In one particularly heated moment, Lincoln says that the resistance in Espanola is “stupid,” since “[y]ou either run or you find other ways to fit in and get by.” Miig interrogates the pair about what they mean by finding other ways to fit it. In the end, it is clear that rather than go on the run, Travis and Lincoln turn in their fellow members of the Anishnaabe and Cree Nations to the Recruiters in exchange for whatever small comforts they may offer them.

In passing, Dimaline establishes the resistance movement in Espanola as another way of responding to persecution by the Recruiters. The group is camped out by the town and they are armed in an effort to defend themselves. On the other end of this spectrum are French’s father and the Council, along with Isaac, who still have faith in the possibility of dialogue with the government.
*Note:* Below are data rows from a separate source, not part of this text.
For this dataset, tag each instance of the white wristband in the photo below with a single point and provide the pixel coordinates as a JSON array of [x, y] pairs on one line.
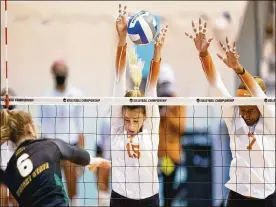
[[94, 160]]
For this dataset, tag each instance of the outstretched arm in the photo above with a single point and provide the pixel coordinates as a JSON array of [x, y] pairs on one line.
[[232, 61], [151, 87], [202, 45], [121, 27], [79, 156], [153, 115]]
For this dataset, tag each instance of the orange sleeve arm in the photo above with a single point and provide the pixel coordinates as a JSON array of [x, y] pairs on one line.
[[120, 60], [153, 75], [251, 84]]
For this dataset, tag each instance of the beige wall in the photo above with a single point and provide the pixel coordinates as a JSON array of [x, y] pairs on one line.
[[83, 33]]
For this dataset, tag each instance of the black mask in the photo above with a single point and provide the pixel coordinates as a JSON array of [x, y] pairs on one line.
[[60, 79]]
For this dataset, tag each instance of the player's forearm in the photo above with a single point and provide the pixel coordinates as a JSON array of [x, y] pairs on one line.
[[121, 59], [153, 78], [249, 82], [212, 74]]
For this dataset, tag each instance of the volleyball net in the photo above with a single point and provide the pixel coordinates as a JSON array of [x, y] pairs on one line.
[[204, 159]]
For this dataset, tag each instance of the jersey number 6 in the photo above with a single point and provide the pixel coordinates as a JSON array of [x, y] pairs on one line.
[[24, 165]]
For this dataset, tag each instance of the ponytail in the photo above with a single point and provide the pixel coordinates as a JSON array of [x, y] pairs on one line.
[[13, 124], [5, 125]]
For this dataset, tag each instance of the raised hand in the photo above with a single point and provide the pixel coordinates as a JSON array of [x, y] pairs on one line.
[[121, 23], [200, 39], [159, 42], [232, 58]]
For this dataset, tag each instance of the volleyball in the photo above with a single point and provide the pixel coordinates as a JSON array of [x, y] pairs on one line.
[[142, 27]]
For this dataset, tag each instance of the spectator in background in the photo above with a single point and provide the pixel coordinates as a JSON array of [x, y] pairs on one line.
[[64, 122], [7, 150]]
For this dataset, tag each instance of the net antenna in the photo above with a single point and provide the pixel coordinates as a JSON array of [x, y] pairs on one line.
[[6, 51]]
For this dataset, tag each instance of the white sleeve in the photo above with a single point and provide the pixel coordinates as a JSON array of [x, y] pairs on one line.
[[152, 113], [228, 115], [119, 91], [79, 114], [268, 113]]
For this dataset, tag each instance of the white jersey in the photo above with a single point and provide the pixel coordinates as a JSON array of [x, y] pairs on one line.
[[252, 172], [134, 165], [62, 121]]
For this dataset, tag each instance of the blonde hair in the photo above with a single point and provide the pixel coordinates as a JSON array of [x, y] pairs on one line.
[[14, 124], [135, 67], [260, 82]]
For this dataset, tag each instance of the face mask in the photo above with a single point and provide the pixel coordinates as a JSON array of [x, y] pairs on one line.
[[9, 108], [60, 79]]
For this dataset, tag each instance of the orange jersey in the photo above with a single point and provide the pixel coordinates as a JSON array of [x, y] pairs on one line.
[[171, 128]]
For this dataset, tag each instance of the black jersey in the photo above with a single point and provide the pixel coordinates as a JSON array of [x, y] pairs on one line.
[[33, 173]]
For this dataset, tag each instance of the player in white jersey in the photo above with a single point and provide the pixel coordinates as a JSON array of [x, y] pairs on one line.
[[135, 129], [251, 130], [64, 122]]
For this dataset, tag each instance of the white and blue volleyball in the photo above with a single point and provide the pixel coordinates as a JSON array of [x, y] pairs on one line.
[[142, 27]]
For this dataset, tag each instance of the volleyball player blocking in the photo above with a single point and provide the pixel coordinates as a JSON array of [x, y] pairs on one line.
[[64, 122], [135, 129], [251, 128]]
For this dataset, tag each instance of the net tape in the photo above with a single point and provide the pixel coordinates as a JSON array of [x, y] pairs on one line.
[[137, 101]]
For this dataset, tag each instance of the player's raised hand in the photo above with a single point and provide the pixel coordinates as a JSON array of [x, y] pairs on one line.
[[159, 42], [200, 38], [98, 162], [232, 58], [121, 22]]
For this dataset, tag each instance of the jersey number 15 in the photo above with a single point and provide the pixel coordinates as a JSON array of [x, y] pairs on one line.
[[24, 165]]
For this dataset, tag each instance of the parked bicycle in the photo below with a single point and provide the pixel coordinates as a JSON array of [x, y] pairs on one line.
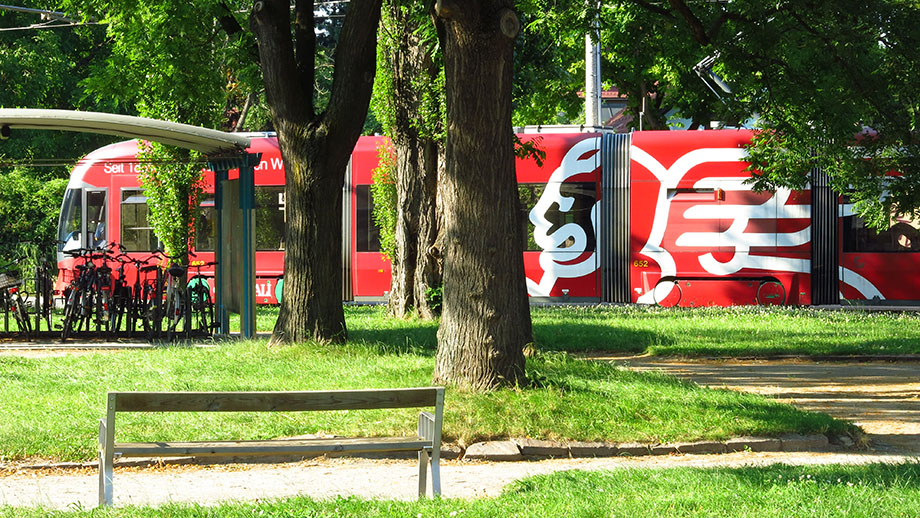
[[13, 299]]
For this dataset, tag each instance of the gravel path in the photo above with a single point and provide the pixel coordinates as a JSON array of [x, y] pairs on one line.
[[211, 485], [882, 397]]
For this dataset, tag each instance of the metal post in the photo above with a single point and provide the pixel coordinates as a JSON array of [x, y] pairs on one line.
[[593, 76], [223, 324], [247, 205]]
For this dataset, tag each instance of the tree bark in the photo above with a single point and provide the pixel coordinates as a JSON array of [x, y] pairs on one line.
[[316, 149], [416, 262], [486, 316]]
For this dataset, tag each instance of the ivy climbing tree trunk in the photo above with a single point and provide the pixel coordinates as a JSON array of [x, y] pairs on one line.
[[316, 148], [409, 104], [486, 316]]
In Miig’s words, the Council still held on to “this crazy notion that there was goodness left, that someone, somewhere, would see just how insane this whole school thing was.” In the end, all of these characters end up dead.

Finally, Miig, French, and their group represent a third way of responding to persecution and violence. They choose to run, with the aim of making it north to Native communities that are said to be doing okay. They train to use weapons—mostly to hunt, but also to defend themselves if need be. They approach fellow Native people with a healthy dose of caution—always willing to help out those in need, but also looking out for the safety of their own found family first and foremost. Through the characterization of these different groups, Dimaline explores the diverse ways that humans respond to crisis.

Against this violent backdrop, French has learned to use a rifle and has had two major opportunities to put his new skills to use. Dimaline uses the same language and tone to draw a parallel between these two critical moments. In the first instance, French encounters a moose. He feels time slow down such that he’s able to take aim. But in the end, he chooses not to kill the animal, so as not to take its life wastefully. In the second instance, French—devastated beyond reasoning due to the death of RiRi—ponders whether or not to kill Travis. Again he feels time slow down as he takes aim with his gun. This time he does pull the trigger, killing this person who handed Wab over to a gang, killed his adopted little sister, and who is likely to keep turning over Native people to Recruiters.